I'm drawing a graph using a CGPath applied to a CAShapeLayer. The graph itself is drawn just fine, but I want to add a gradient underneath it afterwards. My problem is that the path is closed with a straight line going from the last point to the first point (see below) – this would make a gradient fill look totally ridiculous.
As far as I can see, the only way to circumvent this issue is to draw two additional lines: one from the last point of the graph to the bottom-right corner, and from there, another one to the bottom-left corner. This would close the path off nicely, but it would add a bottom line to the graph, which I don't want.

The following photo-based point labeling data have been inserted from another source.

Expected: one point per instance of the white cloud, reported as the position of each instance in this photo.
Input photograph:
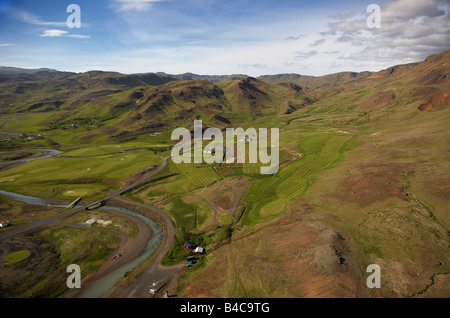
(59, 33)
(410, 31)
(31, 18)
(139, 5)
(53, 33)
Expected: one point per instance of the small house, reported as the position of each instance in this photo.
(208, 150)
(189, 246)
(199, 250)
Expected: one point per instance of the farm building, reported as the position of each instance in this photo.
(199, 250)
(189, 246)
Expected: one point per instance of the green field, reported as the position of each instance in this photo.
(84, 172)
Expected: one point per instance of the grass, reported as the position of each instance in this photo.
(78, 176)
(269, 196)
(17, 257)
(84, 247)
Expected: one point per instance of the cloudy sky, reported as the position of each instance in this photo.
(253, 37)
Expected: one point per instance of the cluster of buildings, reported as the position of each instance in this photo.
(191, 247)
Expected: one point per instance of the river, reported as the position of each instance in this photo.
(102, 287)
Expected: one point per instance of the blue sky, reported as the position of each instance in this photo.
(253, 37)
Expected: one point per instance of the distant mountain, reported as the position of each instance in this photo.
(124, 105)
(313, 82)
(17, 70)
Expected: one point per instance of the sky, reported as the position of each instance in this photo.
(222, 37)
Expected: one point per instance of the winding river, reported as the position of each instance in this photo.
(101, 287)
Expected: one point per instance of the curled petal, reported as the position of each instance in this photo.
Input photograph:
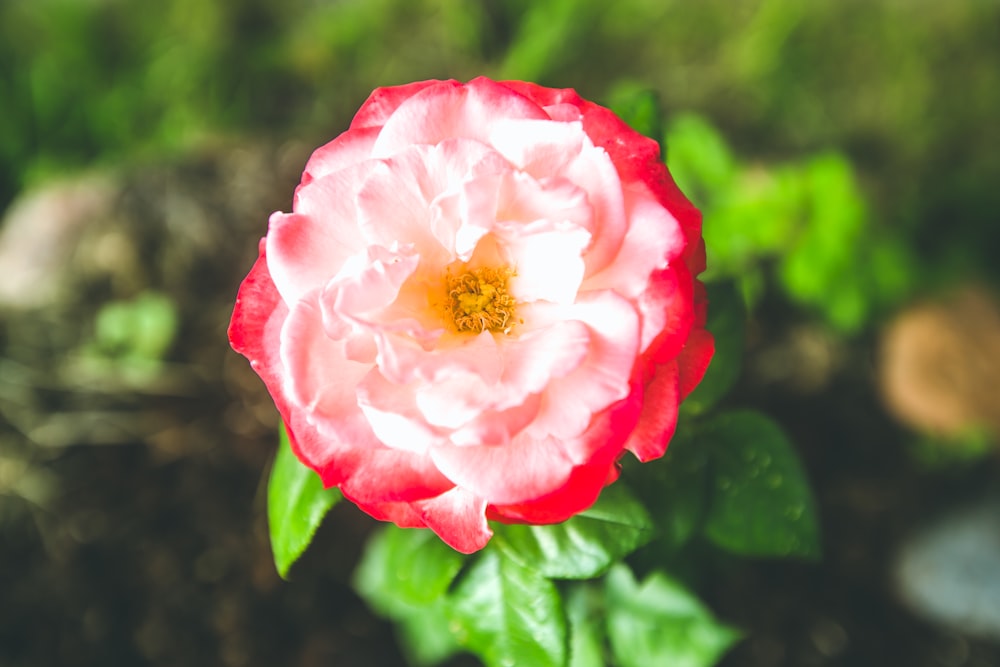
(530, 468)
(458, 517)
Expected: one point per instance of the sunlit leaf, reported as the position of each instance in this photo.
(659, 622)
(585, 545)
(405, 567)
(296, 505)
(509, 614)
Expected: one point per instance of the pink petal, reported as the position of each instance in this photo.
(448, 110)
(653, 238)
(547, 148)
(346, 150)
(580, 491)
(523, 469)
(658, 418)
(391, 475)
(319, 384)
(604, 376)
(458, 517)
(403, 514)
(306, 248)
(667, 309)
(693, 361)
(384, 101)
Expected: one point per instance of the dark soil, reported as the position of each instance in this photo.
(132, 529)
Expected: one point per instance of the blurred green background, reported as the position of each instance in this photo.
(900, 97)
(845, 153)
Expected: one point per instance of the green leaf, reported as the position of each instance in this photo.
(638, 106)
(699, 158)
(296, 505)
(509, 614)
(761, 503)
(405, 567)
(404, 575)
(675, 490)
(661, 623)
(586, 635)
(727, 323)
(425, 635)
(585, 545)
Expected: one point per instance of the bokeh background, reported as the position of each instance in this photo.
(846, 155)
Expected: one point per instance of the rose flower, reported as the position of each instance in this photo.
(484, 295)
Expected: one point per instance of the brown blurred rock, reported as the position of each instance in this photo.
(40, 232)
(940, 364)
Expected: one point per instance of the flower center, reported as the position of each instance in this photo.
(478, 300)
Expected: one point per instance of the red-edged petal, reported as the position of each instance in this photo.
(523, 469)
(390, 475)
(348, 149)
(693, 361)
(458, 517)
(658, 417)
(384, 101)
(580, 491)
(448, 110)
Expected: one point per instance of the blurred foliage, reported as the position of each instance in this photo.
(899, 118)
(809, 217)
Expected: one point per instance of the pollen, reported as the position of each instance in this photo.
(478, 300)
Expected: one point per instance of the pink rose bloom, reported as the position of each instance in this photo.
(483, 297)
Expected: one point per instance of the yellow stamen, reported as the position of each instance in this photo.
(478, 300)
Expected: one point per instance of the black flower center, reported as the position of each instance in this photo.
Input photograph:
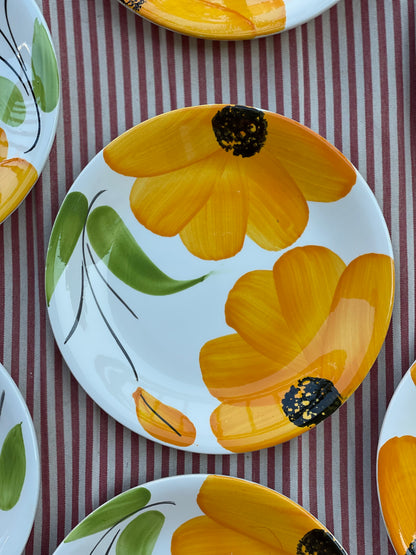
(240, 129)
(311, 401)
(319, 542)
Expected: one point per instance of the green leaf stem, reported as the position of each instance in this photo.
(12, 468)
(45, 76)
(12, 105)
(111, 513)
(116, 246)
(140, 535)
(64, 237)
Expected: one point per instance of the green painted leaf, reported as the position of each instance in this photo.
(65, 234)
(12, 105)
(140, 535)
(116, 246)
(12, 468)
(111, 513)
(45, 76)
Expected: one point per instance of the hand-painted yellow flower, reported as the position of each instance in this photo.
(215, 19)
(17, 176)
(242, 517)
(307, 334)
(396, 471)
(162, 421)
(216, 173)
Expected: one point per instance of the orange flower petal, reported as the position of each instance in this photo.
(17, 176)
(166, 203)
(360, 316)
(253, 310)
(218, 229)
(3, 145)
(164, 144)
(204, 536)
(253, 424)
(232, 370)
(397, 489)
(320, 171)
(162, 421)
(305, 280)
(278, 210)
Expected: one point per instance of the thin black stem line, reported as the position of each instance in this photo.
(106, 322)
(128, 516)
(2, 396)
(160, 417)
(11, 34)
(81, 304)
(108, 285)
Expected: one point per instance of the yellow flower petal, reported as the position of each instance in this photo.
(256, 511)
(232, 370)
(278, 211)
(166, 203)
(320, 171)
(3, 145)
(17, 176)
(397, 488)
(162, 421)
(204, 536)
(360, 316)
(305, 280)
(164, 144)
(253, 424)
(218, 229)
(253, 310)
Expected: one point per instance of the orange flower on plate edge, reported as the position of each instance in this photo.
(307, 333)
(214, 174)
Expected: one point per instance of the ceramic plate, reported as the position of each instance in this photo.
(19, 468)
(184, 515)
(219, 279)
(396, 467)
(229, 19)
(29, 95)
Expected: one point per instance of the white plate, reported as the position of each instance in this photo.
(29, 99)
(18, 513)
(225, 20)
(117, 339)
(396, 466)
(180, 515)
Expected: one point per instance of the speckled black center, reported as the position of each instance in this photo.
(311, 401)
(319, 542)
(240, 129)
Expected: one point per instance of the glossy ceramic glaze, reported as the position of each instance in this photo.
(29, 95)
(220, 279)
(185, 515)
(19, 468)
(229, 19)
(396, 466)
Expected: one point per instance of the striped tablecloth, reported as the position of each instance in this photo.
(349, 75)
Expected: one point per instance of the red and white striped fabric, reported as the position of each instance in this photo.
(350, 75)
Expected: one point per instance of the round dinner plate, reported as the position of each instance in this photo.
(19, 468)
(29, 97)
(205, 514)
(229, 19)
(219, 279)
(396, 466)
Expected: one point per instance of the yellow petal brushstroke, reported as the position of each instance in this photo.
(396, 469)
(214, 174)
(261, 373)
(17, 176)
(243, 518)
(162, 421)
(218, 19)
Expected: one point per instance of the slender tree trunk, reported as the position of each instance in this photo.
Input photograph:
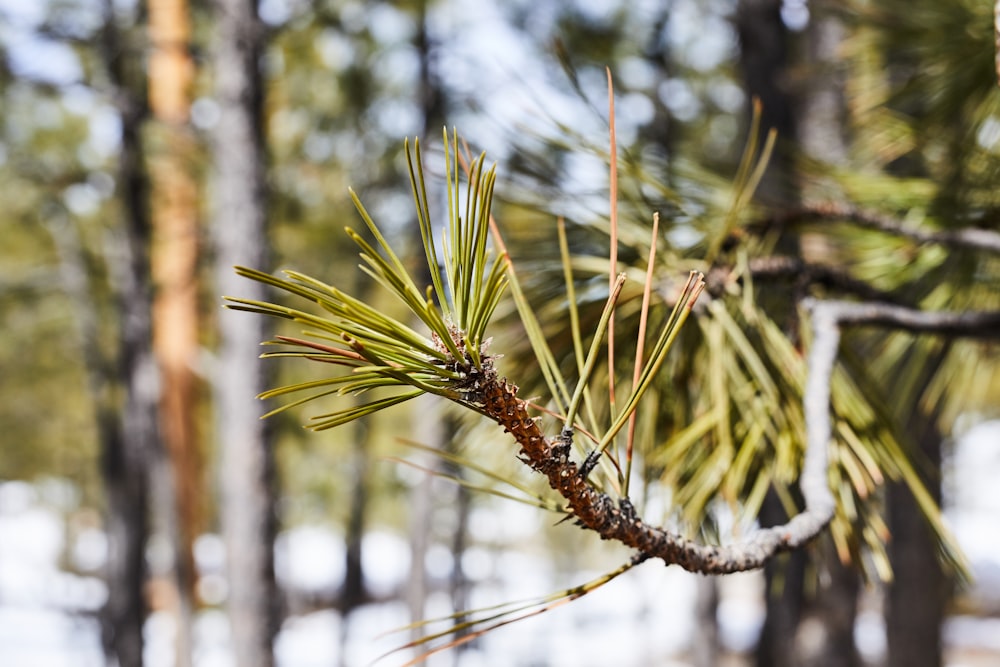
(764, 61)
(915, 600)
(239, 232)
(354, 593)
(705, 650)
(175, 310)
(826, 634)
(128, 451)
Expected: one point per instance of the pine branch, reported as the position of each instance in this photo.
(972, 238)
(619, 521)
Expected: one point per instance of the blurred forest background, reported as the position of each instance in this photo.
(148, 516)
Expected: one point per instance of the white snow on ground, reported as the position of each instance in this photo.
(643, 617)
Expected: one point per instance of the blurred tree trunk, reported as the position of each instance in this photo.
(247, 510)
(432, 102)
(127, 453)
(354, 592)
(706, 649)
(764, 60)
(174, 198)
(826, 638)
(916, 597)
(784, 580)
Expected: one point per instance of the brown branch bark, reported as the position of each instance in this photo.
(783, 267)
(619, 521)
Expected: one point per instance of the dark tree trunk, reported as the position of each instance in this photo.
(129, 450)
(915, 600)
(764, 61)
(826, 634)
(247, 510)
(354, 593)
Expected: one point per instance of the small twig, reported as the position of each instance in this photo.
(792, 267)
(973, 238)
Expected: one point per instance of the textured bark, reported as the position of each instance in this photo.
(174, 210)
(239, 234)
(619, 521)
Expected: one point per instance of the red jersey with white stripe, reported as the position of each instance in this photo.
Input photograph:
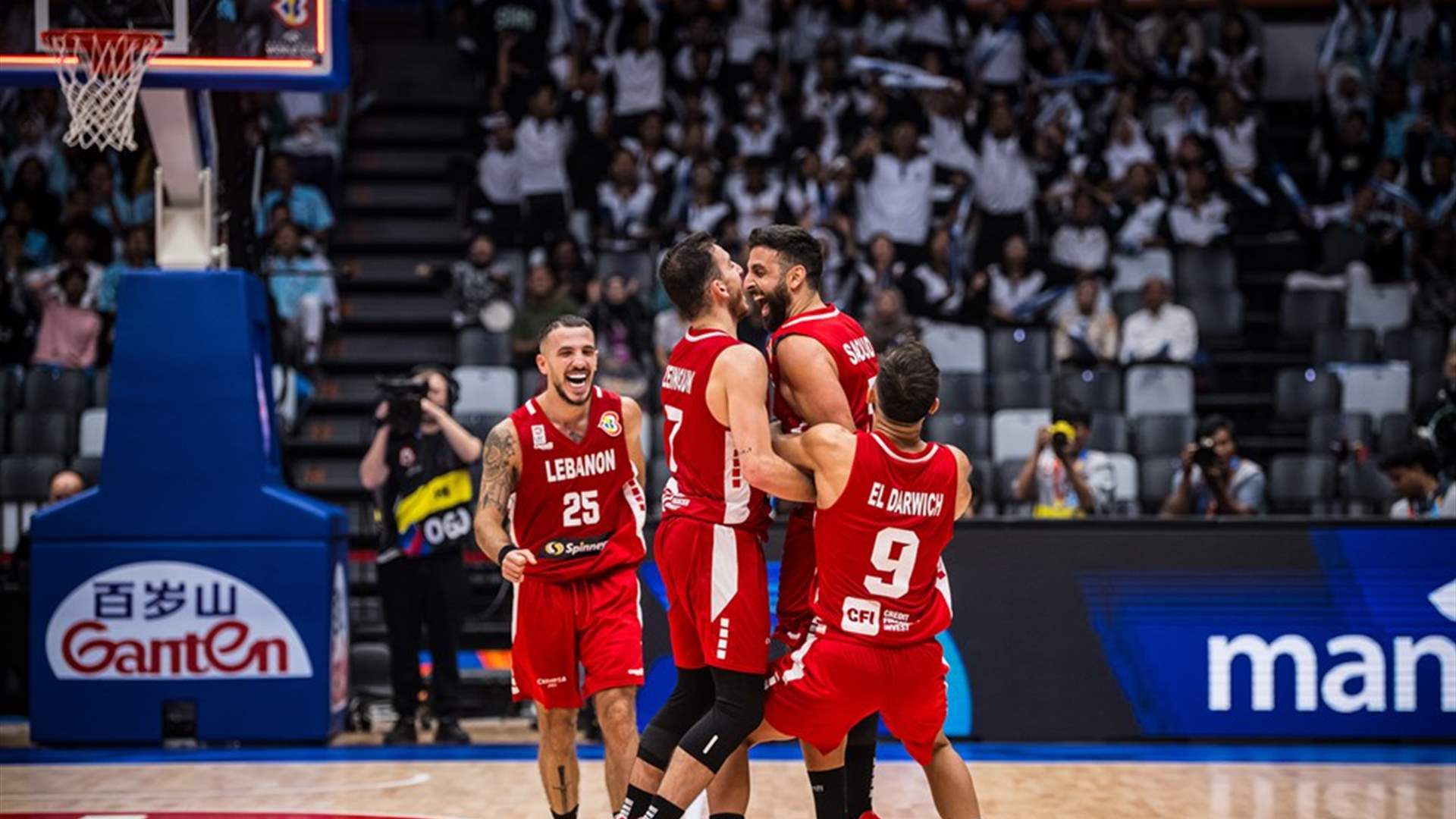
(707, 482)
(880, 545)
(577, 506)
(854, 357)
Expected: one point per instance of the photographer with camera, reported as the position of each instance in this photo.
(419, 469)
(1065, 477)
(1215, 480)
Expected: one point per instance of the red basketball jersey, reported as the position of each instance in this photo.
(577, 506)
(707, 483)
(880, 545)
(854, 357)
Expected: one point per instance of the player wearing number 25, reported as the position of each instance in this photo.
(887, 502)
(561, 510)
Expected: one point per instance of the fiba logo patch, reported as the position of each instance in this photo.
(291, 12)
(610, 423)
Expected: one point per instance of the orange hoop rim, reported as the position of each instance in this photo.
(72, 42)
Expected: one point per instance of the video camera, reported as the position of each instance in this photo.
(403, 395)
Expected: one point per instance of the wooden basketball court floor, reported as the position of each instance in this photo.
(498, 780)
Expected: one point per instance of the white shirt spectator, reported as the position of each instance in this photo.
(500, 177)
(639, 82)
(998, 55)
(1237, 146)
(1199, 224)
(897, 199)
(541, 145)
(1008, 295)
(1081, 248)
(1142, 223)
(1005, 183)
(1172, 334)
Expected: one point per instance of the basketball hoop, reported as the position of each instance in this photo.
(101, 72)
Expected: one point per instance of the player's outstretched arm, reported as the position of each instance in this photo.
(963, 491)
(500, 468)
(632, 428)
(813, 382)
(745, 378)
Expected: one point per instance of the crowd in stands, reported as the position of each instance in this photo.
(1084, 172)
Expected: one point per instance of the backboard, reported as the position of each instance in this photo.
(209, 44)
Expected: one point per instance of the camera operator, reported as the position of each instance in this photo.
(1065, 477)
(1215, 480)
(419, 469)
(1414, 474)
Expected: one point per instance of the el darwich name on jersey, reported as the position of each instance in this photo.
(582, 465)
(905, 502)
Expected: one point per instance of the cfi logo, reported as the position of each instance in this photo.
(610, 423)
(291, 12)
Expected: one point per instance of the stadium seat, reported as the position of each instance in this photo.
(61, 391)
(1424, 347)
(1327, 430)
(963, 392)
(1376, 390)
(971, 431)
(957, 349)
(25, 482)
(1204, 270)
(89, 466)
(1098, 391)
(1301, 483)
(1125, 491)
(42, 433)
(1305, 312)
(1219, 314)
(1014, 431)
(1021, 390)
(1019, 349)
(1158, 390)
(1006, 472)
(1163, 435)
(1302, 392)
(1155, 480)
(1345, 346)
(1133, 271)
(1395, 430)
(93, 431)
(476, 347)
(487, 390)
(1126, 303)
(1378, 308)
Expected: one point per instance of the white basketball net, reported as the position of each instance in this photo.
(101, 74)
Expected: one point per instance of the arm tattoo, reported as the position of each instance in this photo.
(498, 471)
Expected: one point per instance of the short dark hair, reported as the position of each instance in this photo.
(909, 384)
(794, 245)
(563, 321)
(1414, 453)
(1212, 425)
(686, 271)
(1074, 411)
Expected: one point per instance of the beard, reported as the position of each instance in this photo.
(778, 303)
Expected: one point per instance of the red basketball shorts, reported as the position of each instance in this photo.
(829, 684)
(593, 624)
(717, 594)
(795, 607)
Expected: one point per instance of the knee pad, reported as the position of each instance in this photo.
(736, 713)
(692, 697)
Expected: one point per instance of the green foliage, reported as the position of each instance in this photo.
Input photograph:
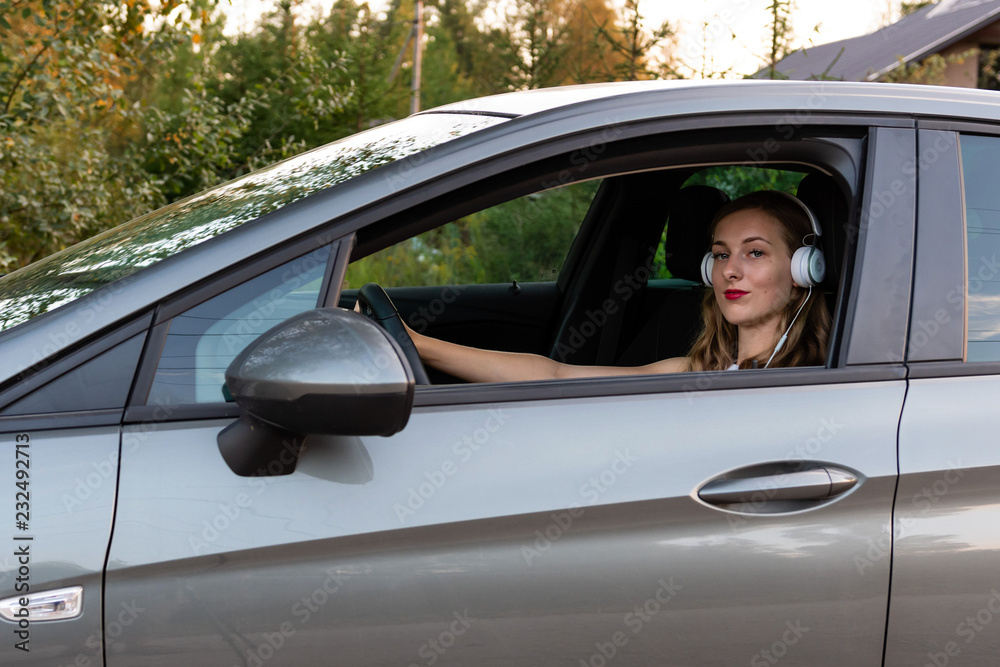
(111, 108)
(524, 239)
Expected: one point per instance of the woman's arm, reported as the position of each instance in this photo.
(477, 365)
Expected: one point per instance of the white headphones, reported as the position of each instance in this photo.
(808, 263)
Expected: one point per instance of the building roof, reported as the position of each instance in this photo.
(866, 58)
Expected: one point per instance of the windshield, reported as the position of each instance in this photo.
(119, 252)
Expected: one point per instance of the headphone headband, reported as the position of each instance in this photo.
(813, 222)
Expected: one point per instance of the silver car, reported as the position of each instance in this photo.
(209, 459)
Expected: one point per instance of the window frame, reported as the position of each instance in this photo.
(951, 264)
(501, 177)
(137, 410)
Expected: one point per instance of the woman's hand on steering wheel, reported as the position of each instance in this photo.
(375, 304)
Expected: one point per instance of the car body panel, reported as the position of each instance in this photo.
(497, 514)
(71, 488)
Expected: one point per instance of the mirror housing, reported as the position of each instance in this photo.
(327, 371)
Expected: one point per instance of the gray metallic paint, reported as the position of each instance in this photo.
(399, 578)
(72, 485)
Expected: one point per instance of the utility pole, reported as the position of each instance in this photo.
(418, 43)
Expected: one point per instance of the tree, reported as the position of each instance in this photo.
(630, 42)
(64, 71)
(780, 29)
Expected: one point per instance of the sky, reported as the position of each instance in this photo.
(705, 27)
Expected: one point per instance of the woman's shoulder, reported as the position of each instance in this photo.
(672, 365)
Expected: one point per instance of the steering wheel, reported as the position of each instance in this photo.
(376, 305)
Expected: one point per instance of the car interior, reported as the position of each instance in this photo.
(628, 291)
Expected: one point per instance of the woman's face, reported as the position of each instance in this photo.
(752, 273)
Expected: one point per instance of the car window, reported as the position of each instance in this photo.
(525, 239)
(202, 341)
(980, 164)
(151, 238)
(101, 383)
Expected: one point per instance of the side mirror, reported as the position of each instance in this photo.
(327, 371)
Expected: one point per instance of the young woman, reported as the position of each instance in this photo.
(755, 315)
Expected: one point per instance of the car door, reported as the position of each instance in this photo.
(945, 601)
(60, 426)
(712, 518)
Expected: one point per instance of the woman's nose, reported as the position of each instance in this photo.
(731, 268)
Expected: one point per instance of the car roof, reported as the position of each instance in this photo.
(534, 116)
(715, 95)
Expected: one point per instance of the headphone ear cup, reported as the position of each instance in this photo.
(808, 266)
(706, 268)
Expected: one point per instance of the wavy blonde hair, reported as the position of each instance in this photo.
(716, 347)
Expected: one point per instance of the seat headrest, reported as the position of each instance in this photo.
(689, 218)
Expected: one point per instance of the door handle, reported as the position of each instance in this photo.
(813, 484)
(56, 605)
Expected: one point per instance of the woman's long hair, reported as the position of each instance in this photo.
(717, 346)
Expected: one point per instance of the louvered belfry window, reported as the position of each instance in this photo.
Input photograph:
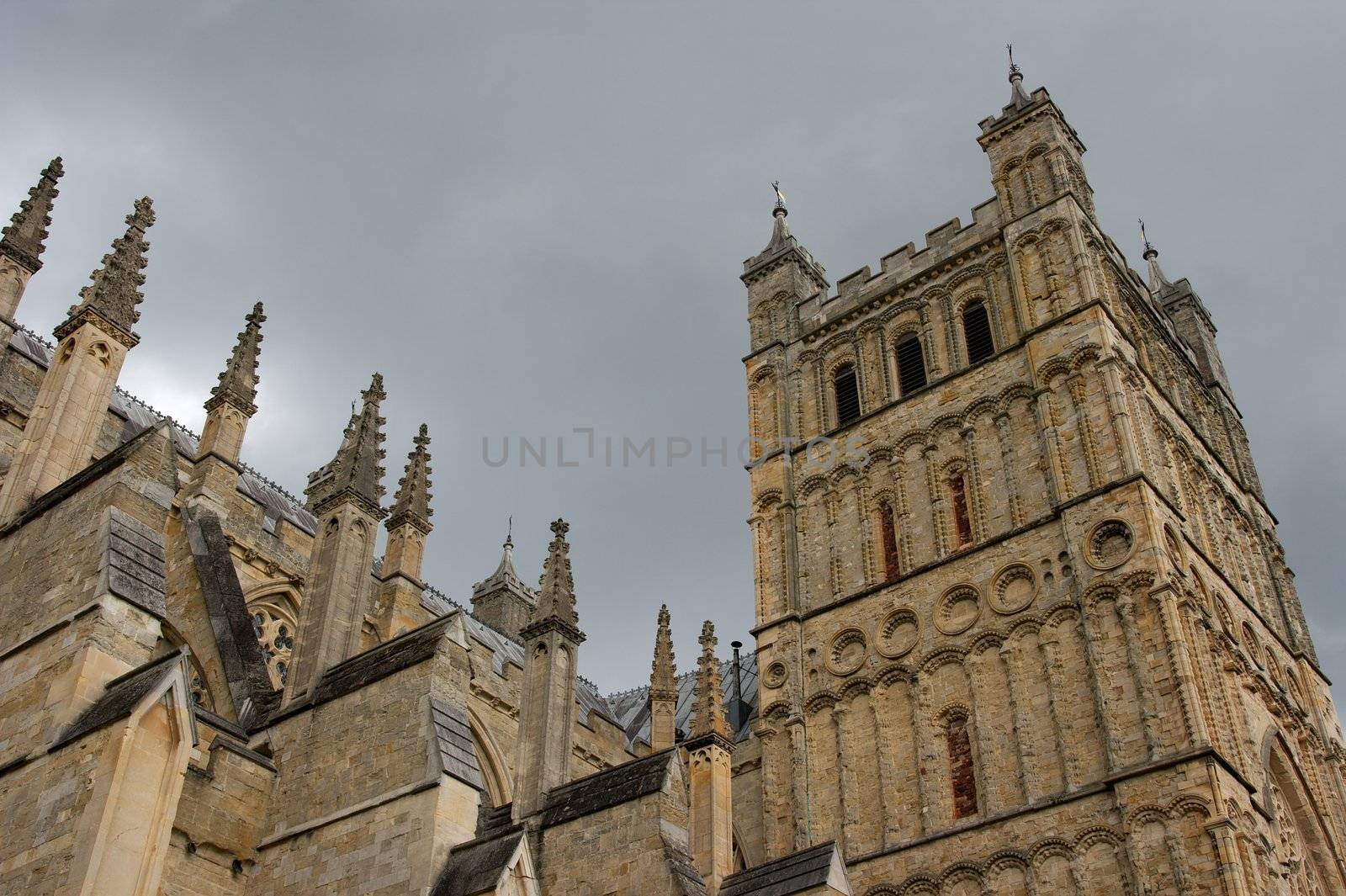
(888, 530)
(847, 390)
(910, 365)
(976, 332)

If I were using CGContext, I could easily solve this by changing the stroke color to transparent for the last two lines. However, with the code below, I don't see how that would be possible.
CGMutablePathRef graphPath = CGPathCreateMutable();
for (NSUInteger i = 0; i < self.coordinates.count; i++) {
CGPoint coordinate = [self.coordinates[i] CGPointValue];
if (!i) {
CGPathMoveToPoint(graphPath, NULL, coordinate.x, coordinate.y);
} else {
CGPathAddLineToPoint(graphPath, NULL, coordinate.x, coordinate.y);
}
}
CAShapeLayer *graphLayer = [CAShapeLayer new];
graphLayer.path = graphPath;
graphLayer.strokeColor = [UIColor whiteColor].CGColor;
graphLayer.fillColor = [UIColor redColor].CGColor;
[self.layer addSublayer:graphLayer];
I hope you guys can help me out!
Update: You suggest that I could create a CAGradientLayer, and then apply the graph layer as its mask. I don't see how that would work, though, when the graph/path looks the way it does. I have replaced the image above with another graph that hopefully illustrates the problem better (note that I've given the CAShapeLayer a red fill). As I see it, if I were to apply above layer as the mask of a CAGradientLayer, some of the gradient would lie above the graph, some it below. What I want is for all of the gradient to be placed right beneath the graph.
I solved the problem by creating two separate paths: One for the graph (as shown in my original post), and one that starts in the lower-right corner, moves in a straight line to the lower-left corner, and from there follows the same path as the graph. By doing so, the path gets closed off nicely, since the graph ends at the same x-coordinate as where the path started.
From there, I applied the second path to a CAShapeLayer, and then used this layer as the mask of a gradient layer.